A spot as a WGC event or, even better, in the FedEx Cup playoff series with its payoff of $10,000,000 to the winner, would ensure a super-elite field for the RBC Canadian Open. RBC also assumed title sponsorship of the (now) RBC Heritage Classic in Hilton Head Island, S.C. Gord Nixon, its President and CEO, is a keen golfer who belongs to the Rosedale Golf Club in Toronto, for one. It’s not a stretch to believe he could make things happen with Finchem should a spot open in the FedEx Cup playoff series. Nixon and RBC are players in the PGA Tour world.
“A WGC or playoff event ‘could’ yield much higher revenues and profits,” Simmons wrote in an e-mail after the Canadian Open concluded. “The costs are a lot higher too, so we’d have to work that all out with RBC. But I’m almost positive that with ALL (his caps) the top players in the world there, we could increase our ticket sales as described.”
By “as described,” Simmons meant the figures he had cited to me. He said that he could see 10,000 more spectators for each of the four days of the tournament. At $100 a ticket, the price he mentioned, that would mean $4,000,000 more in revenue.
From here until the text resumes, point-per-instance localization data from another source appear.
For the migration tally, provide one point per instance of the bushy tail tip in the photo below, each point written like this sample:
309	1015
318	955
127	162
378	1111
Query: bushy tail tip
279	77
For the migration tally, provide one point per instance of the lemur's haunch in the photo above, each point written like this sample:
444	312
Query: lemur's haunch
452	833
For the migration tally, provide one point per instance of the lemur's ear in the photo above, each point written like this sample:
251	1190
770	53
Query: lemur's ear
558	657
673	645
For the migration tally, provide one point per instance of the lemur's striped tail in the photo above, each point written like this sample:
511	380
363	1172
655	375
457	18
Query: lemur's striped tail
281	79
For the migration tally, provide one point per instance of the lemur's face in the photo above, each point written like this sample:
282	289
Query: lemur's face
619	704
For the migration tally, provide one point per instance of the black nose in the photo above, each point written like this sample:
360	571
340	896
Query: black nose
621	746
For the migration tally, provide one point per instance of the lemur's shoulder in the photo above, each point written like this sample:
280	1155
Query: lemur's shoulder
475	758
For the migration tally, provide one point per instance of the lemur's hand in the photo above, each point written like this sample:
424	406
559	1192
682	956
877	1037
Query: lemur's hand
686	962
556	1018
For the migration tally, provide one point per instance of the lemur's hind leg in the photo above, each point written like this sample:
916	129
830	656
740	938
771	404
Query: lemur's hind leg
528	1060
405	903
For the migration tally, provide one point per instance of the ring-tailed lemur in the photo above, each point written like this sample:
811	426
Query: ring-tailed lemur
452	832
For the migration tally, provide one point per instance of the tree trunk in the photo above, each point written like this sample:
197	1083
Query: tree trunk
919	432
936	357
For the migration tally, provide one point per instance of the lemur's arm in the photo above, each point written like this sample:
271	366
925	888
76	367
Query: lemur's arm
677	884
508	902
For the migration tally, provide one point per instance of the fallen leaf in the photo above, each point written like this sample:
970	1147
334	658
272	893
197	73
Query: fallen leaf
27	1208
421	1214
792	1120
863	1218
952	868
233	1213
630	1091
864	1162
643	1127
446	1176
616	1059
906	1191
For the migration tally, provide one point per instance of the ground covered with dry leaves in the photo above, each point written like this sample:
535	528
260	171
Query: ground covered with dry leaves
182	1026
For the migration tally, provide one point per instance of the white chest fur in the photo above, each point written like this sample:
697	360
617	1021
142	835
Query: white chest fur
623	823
“But purse and other costs go up too,” Simmons emphasized. “So we’d have to look at it very carefully before I could give you a definitive assessment of impact to our bottom line. But my hypothesis is that we’d make a lot more.”
There’s been plenty of discussion about the future of the RBC Canadian Open. I’ve heard plenty of ideas floated. Make it a WGC event. Or a FedEx Cup event. Or run it without a PGA Tour affiliation.
The WGC event is a tradeoff. The concept is this – with Tiger Woods, Phil Mickelson and the likes in the field, Golf Canada could make millions more running the tournament. Though there wouldn’t be any Canadians in the field unless they were in the top group of players in the world, the extra money generated could be pumped back into development, hopefully giving Canada a better chance of having representation at the tournament.
And let’s be honest – there were 18 Canadians in the field last month at the RBC Canadian Open, but four made the cut – and all four already play on the PGA Tour. Should we be offering spots to young Canadians just so they get the opportunity to “experience” a PGA Tour event? Is that developing talent?
There are issues facing the Canadian Open, though I think people are being pretty myopic about many of them. The date isn’t that big an issue any longer, unless you think having Tiger Woods in the field should be the ultimate goal of Golf Canada. Right now the tournament has a better than average field for a PGA Tour event, and had a very competitive leaderboard with numerous big names in contention. And RBC still doesn’t pay the same rate as the typical PGA Tour event. Can you say win-win?
There are issues with the current setup for the Canadian Open. Interest seems to have stalled – witness the fact the tournament struggled to get 20,000 people in the gates on the weekend this year. That, by the way, should eliminate the debate over which courses have the space needed to hold the tournament – apparently a lot of space isn’t needed any longer. What was the last time the tournament drew 25,000 people? Exactly – I can’t recall either. The last time a date was sold out was 2004, according to Scott Simmons.
I personally like the notion of turning the Canadian Open into a WGC event – though I think it is a pipe dream. I don’t think it’ll be offered and if it is I don’t think it is coming to Canada. On top of that there’s no guarantee RBC would pony up the cash. I think the tradeoff of the money for a handful of exemptions would be a worthwhile bet.
However, I think Golf Canada’s directors would shoot the idea down preferring to maintain the status quo than taking the risk that would be required to turn it into something greater.